Yes. I don't think it happened. Pension funds in the UK are privately held, which is not the case in all EU countries. (There is no fund for UK state pension - it's paid directly by taxation on those still working, which is another timebomb still to come.)
UK pensions became significantly less well funded since then anyway, although there's been some recovery more recently.
In UK, we've done £375B of QE already, and most economists seem to think it has made a significant improvement to our outlook, verses much of the eurozone. The other thing that has probably made proportionally much more difference is PPI compensation, which is now running at £24B. Because it is transferred from banks directly to those who spend (i.e. they borrowed to spend in the past, and therefore tend to be spenders rather than savers), although significantly less than the QE sum, it's probably 100% effective at going straight back into the GDP, whereas QE is only around 12% effective at going back into the GDP (the rest getting stuck in banks to bolster their capital). PPI compensation is therefore likely to also be a significant factor in the UK recovery.

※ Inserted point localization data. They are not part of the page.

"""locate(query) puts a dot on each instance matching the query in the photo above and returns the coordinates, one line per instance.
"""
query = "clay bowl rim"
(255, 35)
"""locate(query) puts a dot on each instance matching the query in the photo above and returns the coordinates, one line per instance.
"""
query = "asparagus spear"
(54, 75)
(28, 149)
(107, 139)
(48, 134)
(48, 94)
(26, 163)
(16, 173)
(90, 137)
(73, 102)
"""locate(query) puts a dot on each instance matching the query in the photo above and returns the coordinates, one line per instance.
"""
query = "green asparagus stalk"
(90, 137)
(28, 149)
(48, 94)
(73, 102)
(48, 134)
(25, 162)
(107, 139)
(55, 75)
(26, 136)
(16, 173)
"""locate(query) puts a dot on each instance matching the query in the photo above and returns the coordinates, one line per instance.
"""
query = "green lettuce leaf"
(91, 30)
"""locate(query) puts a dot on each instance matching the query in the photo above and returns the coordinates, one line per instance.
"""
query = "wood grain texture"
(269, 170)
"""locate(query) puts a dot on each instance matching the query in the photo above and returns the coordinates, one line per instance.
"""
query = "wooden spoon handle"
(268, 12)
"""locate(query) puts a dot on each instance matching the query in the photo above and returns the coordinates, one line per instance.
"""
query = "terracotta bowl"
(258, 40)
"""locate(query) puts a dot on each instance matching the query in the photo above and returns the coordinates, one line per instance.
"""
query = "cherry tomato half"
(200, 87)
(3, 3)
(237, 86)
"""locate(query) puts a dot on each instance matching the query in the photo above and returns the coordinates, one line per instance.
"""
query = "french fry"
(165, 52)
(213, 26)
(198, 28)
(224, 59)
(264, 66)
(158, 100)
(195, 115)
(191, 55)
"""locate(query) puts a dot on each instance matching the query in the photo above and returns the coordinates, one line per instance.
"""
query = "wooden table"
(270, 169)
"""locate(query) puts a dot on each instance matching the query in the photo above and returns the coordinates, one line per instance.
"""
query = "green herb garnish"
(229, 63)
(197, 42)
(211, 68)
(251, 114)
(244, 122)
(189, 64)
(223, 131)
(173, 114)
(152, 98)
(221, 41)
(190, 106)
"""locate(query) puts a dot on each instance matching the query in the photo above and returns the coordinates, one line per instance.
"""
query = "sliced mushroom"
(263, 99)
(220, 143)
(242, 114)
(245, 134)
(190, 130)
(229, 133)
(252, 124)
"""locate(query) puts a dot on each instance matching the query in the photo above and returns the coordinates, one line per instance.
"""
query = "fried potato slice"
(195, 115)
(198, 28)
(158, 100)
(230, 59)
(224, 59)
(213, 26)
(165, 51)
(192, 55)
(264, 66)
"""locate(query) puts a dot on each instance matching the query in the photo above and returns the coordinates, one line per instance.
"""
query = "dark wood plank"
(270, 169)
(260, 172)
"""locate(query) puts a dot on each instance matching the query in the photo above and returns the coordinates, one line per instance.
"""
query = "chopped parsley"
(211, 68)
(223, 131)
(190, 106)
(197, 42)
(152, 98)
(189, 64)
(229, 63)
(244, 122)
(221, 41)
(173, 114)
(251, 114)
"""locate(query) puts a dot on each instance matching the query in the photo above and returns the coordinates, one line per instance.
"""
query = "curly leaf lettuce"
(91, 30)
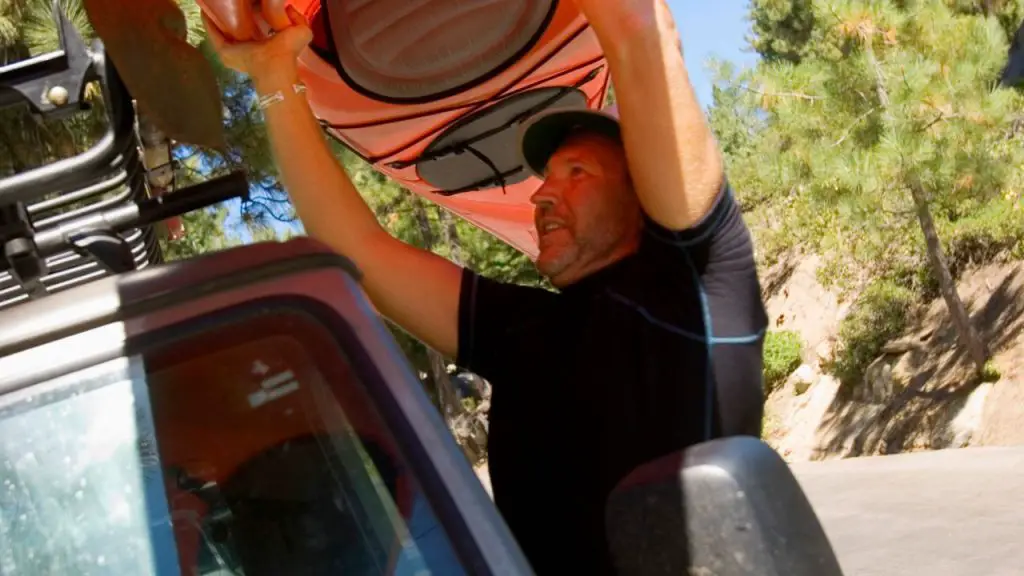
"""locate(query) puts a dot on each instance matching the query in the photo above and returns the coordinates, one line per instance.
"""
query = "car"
(431, 93)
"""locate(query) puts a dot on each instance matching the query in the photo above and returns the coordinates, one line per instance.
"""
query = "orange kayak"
(431, 91)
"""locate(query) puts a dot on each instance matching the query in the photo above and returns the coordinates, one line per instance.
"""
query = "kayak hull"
(368, 95)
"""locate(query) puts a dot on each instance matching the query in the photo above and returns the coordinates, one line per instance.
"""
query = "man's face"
(587, 214)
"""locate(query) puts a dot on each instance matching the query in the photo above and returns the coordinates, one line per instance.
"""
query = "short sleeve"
(717, 256)
(719, 251)
(499, 323)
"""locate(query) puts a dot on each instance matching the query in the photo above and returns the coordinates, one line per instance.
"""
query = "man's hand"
(268, 62)
(673, 157)
(416, 289)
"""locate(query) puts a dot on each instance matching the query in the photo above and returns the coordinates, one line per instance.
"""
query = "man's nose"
(543, 199)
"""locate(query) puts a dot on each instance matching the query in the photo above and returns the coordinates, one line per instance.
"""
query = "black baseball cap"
(544, 133)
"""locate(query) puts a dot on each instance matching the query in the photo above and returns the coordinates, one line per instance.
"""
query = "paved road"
(949, 512)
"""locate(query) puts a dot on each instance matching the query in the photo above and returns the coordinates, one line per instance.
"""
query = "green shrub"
(781, 356)
(880, 315)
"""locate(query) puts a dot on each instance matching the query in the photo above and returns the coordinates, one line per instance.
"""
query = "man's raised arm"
(416, 289)
(674, 159)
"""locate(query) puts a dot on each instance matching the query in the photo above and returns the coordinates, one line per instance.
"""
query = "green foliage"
(782, 352)
(990, 373)
(880, 315)
(820, 148)
(781, 29)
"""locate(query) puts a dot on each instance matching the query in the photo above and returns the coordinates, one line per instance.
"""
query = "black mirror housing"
(726, 507)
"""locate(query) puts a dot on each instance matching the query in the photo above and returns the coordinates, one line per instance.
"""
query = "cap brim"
(544, 133)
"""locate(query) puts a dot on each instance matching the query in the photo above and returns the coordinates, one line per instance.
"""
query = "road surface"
(950, 512)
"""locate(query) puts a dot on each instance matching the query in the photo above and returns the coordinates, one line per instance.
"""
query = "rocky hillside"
(919, 394)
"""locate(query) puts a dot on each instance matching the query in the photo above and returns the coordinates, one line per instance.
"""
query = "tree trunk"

I have no idea if anything we bought/took out in the past 10 years is affected :(
Apply anyway. :o)
In message , Andrew Gabriel writes
There is nominally a fund, the National Insurance Pension Fund. It is been funded by a hypothecated part of your NI deductions. It used to have a healthy and growing surplus. C£50bn at the time.
In 2004 Gordon Brown stole about 2.4bn per annum of its income by introducing an environmental levy through NI but then reducing the pension fund contribution by the equivalent amount. The alternative would have been to raise income tax.
Up until 2006 it was invested in guilts which earned it interest but then Gordon Brown stole it by transferring it to an account with the commissioner for national debt.
It's note easy to get figures on its current status as people pretend it doesn't exist although its accounts are I believe placed annually in the Commons Library.
As to the future time bomb well life expectancy actually went down this year. People are working longer and the working population is going up and up not least by immigration and we are told they are making a massive contribution to the economy.
Gilty as charged!
No there isn't.
Actually, there is (though it seems little known about).
You can see the accounts here:
There is a bit of background info in them as well.
No there isn't.
It's not a "fund" in any meaningful sense. ICBA to look, because I've already had this argument several times, but I imagine your URL states that the account is to smooth out variations in inflow and outflow. It is not an investment fund, a wealth fund or any other kind of "fund". It's a current account.
Altogether now = Oh yes there is.
*Your* definition of a fund is just that.